The medicines, Kalydeco and lumacaftor, improved lung function by an average of 2.6 to 4 percentage points from patients' baseline levels versus placebo, Vertex said in a statement Tuesday. The studies, dubbed Traffic and Transport, were from the third and final phase generally required for approval.
The results were among the most anticipated events in the biotechnology industry this year, analysts said. They projected Vertex's stock, which closed at $66.61 Monday, could rise above $100 on positive results, or sink to the $40s on negative results. They also said the data could have broader industry implications.
"Given that Vertex is one of the largest companies in the space, the results of Traffic/Transport will have a significant effect on sentiment for biotech," Ravi Mehrotra, an analyst with Credit Suisse (Swiss Exchange: CSGN-CH), wrote in a research note before the data were released.
In 2012 Vertex received approval for Kalydeco - the first medicine to address the genetic cause of cystic fibrosis, a rare, inherited disease that causes buildup of sticky mucus in the airways and other areas, and is often fatal by age 40. Cystic fibrosis affects about 70,000 people worldwide, according to the Cystic Fibrosis Foundation, which contributed to the development of Vertex's cystic fibrosis drugs.
While Kalydeco was a breakthrough for cystic fibrosis patients, it only addresses mutations possessed by a fraction of the population. Vertex is testing it in combination with lumacaftor, still an experimental medicine, to address more patients; study results published Tuesday were in a patient population that accounts for about 40 percent of the total population, Mehrotra said.

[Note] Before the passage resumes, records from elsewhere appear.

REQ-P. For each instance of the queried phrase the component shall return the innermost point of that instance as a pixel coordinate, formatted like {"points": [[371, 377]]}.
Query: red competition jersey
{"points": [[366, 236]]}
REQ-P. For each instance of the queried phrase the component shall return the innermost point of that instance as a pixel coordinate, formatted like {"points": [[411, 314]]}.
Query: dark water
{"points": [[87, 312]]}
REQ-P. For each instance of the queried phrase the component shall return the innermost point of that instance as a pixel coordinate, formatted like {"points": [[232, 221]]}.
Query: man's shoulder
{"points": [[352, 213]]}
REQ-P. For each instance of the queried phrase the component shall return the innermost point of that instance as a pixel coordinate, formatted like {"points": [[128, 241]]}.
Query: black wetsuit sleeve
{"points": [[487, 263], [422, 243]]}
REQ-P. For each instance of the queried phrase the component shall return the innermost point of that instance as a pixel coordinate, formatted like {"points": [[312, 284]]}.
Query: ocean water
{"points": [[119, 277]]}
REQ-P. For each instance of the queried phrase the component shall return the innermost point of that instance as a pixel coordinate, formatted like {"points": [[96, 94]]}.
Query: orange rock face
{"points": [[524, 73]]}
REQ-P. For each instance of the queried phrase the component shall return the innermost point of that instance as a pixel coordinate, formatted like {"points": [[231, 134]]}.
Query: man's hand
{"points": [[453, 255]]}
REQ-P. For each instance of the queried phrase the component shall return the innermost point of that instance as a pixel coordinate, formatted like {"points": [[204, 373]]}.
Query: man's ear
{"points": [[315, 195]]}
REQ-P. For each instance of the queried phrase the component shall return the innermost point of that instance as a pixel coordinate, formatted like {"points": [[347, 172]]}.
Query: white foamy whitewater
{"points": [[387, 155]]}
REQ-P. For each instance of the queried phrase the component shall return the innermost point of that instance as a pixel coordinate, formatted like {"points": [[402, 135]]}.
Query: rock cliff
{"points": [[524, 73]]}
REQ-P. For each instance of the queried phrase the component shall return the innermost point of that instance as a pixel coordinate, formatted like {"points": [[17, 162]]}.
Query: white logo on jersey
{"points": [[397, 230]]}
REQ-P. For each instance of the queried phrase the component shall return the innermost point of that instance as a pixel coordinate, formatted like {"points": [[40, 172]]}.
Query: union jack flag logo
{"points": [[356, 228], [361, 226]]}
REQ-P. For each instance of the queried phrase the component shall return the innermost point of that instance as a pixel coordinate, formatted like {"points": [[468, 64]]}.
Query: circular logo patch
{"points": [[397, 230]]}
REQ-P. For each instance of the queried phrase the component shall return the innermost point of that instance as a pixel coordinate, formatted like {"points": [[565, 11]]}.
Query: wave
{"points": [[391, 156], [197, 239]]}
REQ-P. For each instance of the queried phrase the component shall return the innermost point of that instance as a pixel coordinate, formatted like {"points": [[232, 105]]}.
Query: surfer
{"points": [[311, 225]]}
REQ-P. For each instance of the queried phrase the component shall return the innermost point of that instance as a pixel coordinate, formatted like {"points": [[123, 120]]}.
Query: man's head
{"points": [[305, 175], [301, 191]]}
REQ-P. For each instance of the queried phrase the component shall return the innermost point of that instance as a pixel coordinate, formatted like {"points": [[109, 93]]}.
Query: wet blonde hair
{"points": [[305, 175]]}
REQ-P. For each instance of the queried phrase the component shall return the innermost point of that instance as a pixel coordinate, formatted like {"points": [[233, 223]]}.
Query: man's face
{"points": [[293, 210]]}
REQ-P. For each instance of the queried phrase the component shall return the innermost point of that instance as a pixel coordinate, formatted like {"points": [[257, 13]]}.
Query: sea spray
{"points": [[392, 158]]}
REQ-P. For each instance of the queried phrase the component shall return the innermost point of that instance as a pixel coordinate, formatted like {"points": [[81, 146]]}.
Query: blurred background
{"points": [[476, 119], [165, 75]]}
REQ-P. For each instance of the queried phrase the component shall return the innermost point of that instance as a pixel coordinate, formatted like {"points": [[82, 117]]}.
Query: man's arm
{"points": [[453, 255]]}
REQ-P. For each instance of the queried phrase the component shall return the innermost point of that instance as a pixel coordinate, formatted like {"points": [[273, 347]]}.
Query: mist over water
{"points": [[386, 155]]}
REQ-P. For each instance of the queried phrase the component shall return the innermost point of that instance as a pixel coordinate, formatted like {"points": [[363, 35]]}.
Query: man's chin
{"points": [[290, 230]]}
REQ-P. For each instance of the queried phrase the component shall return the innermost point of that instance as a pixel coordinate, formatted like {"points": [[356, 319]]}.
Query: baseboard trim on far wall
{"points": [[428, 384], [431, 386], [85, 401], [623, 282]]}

Kalydeco drew $371 million in 2013 revenue. In total, Vertex's cystic fibrosis medicines may draw more than $5 billion in annual revenue by 2018, Phil Nadeau, an analyst with Cowen & Co., estimated earlier this year.
The studies, which ran for 24 weeks, also met secondary goals, including reducing pulmonary exacerbations - or signs of the disease worsening and requiring treatment with antibiotics - and helping patients gain weight, Vertex said. The trials were conducted in more than 1,100 patients age 12 and older with two copies of a mutation known as F508del.
"On average, people with cystic fibrosis who have two copies of the F508del mutation lose nearly two percent of their lung function each year, underscoring the urgent need for new medicines that address the underlying cause of this disease," Bonnie Ramsey, professor of pediatrics at the University of Washington School of Medicine and a lead investigator on one of the trials, said in Vertex's statement.
The improvements in pulmonary exacerbations were especially notable, "given the potential for these events to result in hospitalizations, permanent lung damage, and the need for additional treatment with antibiotics and other medicines," she said.
The combination regimens were generally well-tolerated, Vertex said. Slightly more than 4 percent of patients on the combination stopped treatment because of side effects, compared with 1.6 percent of those taking placebo.
More than 1,000 patients opted to take the combination regimen after the study ended, Vertex said, underscoring the need for medical options that analysts also noted leading up to the data's release.
"We can debate what difference each endpoints make on reimbursement/price/uptake, etc.," wrote Michael Yee, an analyst with RBC Capital Markets, in a June 17 research note, "but based on our recent discussion with key opinion leaders, as long as primary hits and the drug is approved, they intend to put all patients on drug."